In a mixing bowl combine sea salt, pepper, paprika, and dried Italian Seasoning
Pat chicken breast dry with a paper towel
Coat chicken breast with seasoning, both under and outside of skin
In a dutch oven heat avocado oil to medium heat
Sear both sides of chicken breast until golden brown with a crisp sear
While chicken is cooking, dice onion and garlic
Remove chicken from pot and set aside on a plate
Add diced onion and garlic.
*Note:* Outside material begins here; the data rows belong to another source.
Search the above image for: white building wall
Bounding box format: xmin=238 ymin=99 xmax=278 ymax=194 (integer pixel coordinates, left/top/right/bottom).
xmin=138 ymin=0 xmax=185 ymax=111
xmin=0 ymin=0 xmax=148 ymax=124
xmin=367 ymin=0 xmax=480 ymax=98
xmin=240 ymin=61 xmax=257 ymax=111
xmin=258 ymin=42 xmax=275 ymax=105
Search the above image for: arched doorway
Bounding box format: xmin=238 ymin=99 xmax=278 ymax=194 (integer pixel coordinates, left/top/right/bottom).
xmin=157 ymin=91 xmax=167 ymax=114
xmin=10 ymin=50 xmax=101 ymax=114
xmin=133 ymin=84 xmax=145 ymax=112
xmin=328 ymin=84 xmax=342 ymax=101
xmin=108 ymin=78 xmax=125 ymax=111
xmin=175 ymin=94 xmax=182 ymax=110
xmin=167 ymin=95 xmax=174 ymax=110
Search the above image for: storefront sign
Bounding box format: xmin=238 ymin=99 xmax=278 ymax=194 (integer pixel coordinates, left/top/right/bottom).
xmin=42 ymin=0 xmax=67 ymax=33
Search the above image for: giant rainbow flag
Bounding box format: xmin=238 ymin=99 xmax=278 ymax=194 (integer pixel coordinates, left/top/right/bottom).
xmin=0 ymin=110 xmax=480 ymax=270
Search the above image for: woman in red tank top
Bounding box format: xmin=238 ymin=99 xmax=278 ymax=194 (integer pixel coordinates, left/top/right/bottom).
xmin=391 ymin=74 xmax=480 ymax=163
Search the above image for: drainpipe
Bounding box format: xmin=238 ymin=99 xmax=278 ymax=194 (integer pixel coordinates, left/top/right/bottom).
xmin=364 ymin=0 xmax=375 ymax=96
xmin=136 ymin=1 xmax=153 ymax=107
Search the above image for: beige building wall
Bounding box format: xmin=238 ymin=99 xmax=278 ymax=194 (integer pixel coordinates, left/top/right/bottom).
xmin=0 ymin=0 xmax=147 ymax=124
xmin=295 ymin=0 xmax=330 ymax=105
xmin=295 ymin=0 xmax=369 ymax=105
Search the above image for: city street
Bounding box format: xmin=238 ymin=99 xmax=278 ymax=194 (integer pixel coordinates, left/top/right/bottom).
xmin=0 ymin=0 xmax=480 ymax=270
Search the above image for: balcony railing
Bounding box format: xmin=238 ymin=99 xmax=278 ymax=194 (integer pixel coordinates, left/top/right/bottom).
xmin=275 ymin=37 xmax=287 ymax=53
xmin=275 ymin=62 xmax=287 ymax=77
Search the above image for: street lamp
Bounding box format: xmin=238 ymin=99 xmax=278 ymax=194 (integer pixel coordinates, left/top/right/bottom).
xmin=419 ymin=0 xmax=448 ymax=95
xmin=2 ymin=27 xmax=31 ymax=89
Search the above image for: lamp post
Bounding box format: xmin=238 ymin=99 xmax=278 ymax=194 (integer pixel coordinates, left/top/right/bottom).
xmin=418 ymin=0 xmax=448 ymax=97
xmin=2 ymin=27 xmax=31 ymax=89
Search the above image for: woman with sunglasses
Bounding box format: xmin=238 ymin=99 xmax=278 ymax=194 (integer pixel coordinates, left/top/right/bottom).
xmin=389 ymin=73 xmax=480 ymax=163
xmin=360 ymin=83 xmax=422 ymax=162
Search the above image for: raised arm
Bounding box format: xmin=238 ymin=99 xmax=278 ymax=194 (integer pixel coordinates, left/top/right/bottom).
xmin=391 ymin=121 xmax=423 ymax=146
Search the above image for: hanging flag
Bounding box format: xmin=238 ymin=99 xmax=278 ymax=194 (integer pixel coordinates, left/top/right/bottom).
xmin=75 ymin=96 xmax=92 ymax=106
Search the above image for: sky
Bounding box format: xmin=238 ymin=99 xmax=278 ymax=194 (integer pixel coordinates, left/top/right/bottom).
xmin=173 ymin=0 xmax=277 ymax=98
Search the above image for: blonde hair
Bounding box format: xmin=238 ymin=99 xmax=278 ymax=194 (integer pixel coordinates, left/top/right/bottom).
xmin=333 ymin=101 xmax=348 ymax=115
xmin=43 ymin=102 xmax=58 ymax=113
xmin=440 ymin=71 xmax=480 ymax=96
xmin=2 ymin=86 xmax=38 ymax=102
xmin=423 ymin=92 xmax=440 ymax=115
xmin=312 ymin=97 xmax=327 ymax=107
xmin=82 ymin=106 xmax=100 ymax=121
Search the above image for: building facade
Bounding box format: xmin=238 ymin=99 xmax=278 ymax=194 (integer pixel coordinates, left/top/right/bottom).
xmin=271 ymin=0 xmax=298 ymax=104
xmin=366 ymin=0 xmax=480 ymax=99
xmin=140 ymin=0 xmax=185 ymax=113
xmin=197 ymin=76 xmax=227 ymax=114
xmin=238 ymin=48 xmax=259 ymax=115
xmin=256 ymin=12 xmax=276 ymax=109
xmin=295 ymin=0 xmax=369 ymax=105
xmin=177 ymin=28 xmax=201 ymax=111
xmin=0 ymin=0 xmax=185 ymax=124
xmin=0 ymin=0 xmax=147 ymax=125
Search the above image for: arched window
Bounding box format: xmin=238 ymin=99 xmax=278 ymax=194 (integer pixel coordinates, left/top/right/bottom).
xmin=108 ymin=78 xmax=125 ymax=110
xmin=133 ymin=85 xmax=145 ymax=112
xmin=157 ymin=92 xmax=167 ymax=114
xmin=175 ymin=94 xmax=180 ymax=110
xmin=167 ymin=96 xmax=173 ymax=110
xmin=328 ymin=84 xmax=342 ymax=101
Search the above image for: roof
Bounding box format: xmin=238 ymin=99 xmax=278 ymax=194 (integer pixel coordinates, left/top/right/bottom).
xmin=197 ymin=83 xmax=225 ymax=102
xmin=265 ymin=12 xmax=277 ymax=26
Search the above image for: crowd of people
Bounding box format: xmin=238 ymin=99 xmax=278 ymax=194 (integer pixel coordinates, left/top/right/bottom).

Cook until onion is translucent
To cooked onion and garlic, add white wine, chicken stock, and greek yogurt
Deglaze the pan and make sure to get all the flavors off the bottom of the pan
Bring liquid to a simmer
Add your chicken to liquid and simmer for 45-60 minutes, until chicken is falling off the bone to assure it reaches 165F
Remove chicken from pot, debone and shred or cube chicken
Remove 2 cups of liquid from pot and stir in cornstarch to create a slurry
Add slurry to remaining liquid in the pot to thicken.
Add chicken back into liquid and stir until your gravy coats the back of the spoon.
Make sure to season with salt and pepper as needed.
Serve over mashed potatoes or with white rice.
Store leftovers in a airtight pyrex container to seal in flavor
Reheat in a microwave safe dish, stopping to stir frequently.